The embers of World War and nazi destruction had cooled only six years prior when, in 1951, Hanna Arendt published her post-war historical opus, The Origins of Totalitarianism.
In chapter 12, Totalitarianism in Power, Arendt concludes section 1 of that chapter (page 418 of the Mariner Harper Collins paperback edition) with an analysis of Hitler’s use of organized power.
Third Reich power had not been built up by wealth, worldly possessions or riches, but by organized military force.
By the end of WWII, Germany itself had been laid upon the sacrificial pyre of highly organized SS Stormtrooper War. Hitler’s obsession with organized warfare propelled his highest priority into an organized SS war machine. That wehrmacht had driven Germany into its final, fiery destruction. Hitler didn’t give a damn about the German people. He used their nation to prepare his own funeral pyre.
Hanna Arendt exposed the dictator’s absolute selfishness with this statement:
“He did not consider the war lost when German cities lay in rubble and industrial capacity was destroyed, but only when he had learned that the SS troops were no longer reliable.”
Hitler’s self-induced, self-obsessed destruction of Germany was an historical prequel to Donald Trump’s self-induced, self-obsessed attempt to destroy our Constitutional Rule of Law.

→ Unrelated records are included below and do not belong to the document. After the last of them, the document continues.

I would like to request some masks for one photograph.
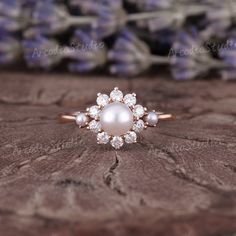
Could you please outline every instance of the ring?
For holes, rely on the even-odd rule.
[[[124,143],[137,142],[137,133],[157,126],[158,120],[174,119],[171,114],[150,111],[137,104],[136,94],[126,94],[118,88],[107,94],[97,94],[97,105],[86,112],[73,112],[60,116],[62,123],[75,122],[97,134],[98,144],[110,143],[120,149]]]

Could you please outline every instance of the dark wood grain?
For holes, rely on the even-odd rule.
[[[58,114],[118,86],[177,115],[114,151]],[[1,236],[235,236],[236,84],[0,75]]]

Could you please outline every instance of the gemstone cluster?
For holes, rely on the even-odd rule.
[[[156,126],[158,114],[147,112],[136,104],[136,94],[126,94],[118,88],[107,94],[97,95],[97,105],[87,108],[87,113],[79,113],[76,124],[97,134],[98,144],[110,143],[120,149],[125,143],[137,142],[137,133],[148,126]]]

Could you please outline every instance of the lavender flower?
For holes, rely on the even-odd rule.
[[[65,51],[64,56],[73,60],[69,64],[69,70],[72,72],[88,72],[102,67],[107,62],[104,43],[95,41],[81,30],[75,32],[71,48]]]
[[[210,69],[210,56],[195,30],[180,32],[171,49],[170,62],[175,79],[194,79]]]
[[[232,25],[233,15],[236,9],[230,9],[229,5],[219,6],[212,4],[205,13],[202,37],[209,39],[212,36],[224,37],[225,32]]]
[[[33,27],[26,35],[59,34],[69,27],[69,13],[65,6],[56,5],[52,1],[39,1],[32,13]]]
[[[219,56],[225,64],[220,72],[225,80],[236,79],[236,33],[232,34],[226,44],[219,50]]]
[[[129,0],[141,11],[154,11],[171,8],[173,0]]]
[[[71,0],[70,3],[79,7],[84,14],[96,17],[91,33],[98,39],[121,30],[126,24],[126,13],[121,0]]]
[[[0,30],[14,32],[26,26],[27,11],[19,0],[2,0],[0,2]]]
[[[0,64],[7,65],[17,61],[21,56],[19,40],[7,34],[0,34]]]
[[[128,30],[120,34],[108,57],[114,62],[110,72],[121,76],[135,76],[151,66],[148,46]]]
[[[63,58],[62,48],[52,39],[43,36],[23,41],[24,58],[30,67],[50,69]]]

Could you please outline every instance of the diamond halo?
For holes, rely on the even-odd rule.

Using Hannah Arendt’s quoted totalitarianism statement as a framework to explain what happened at our US Capitol on January 6, 2021, the outcome could be stated this way:
“Donald did not admit the election lost when our Constitutional Electoral process lay in rubble on the Capitol grounds, but only when the American people finally compelled him by Rule of Law in four courtrooms to shut his big mouth and go to jail. Do not pass Go; Do not count 200 fake Electors.”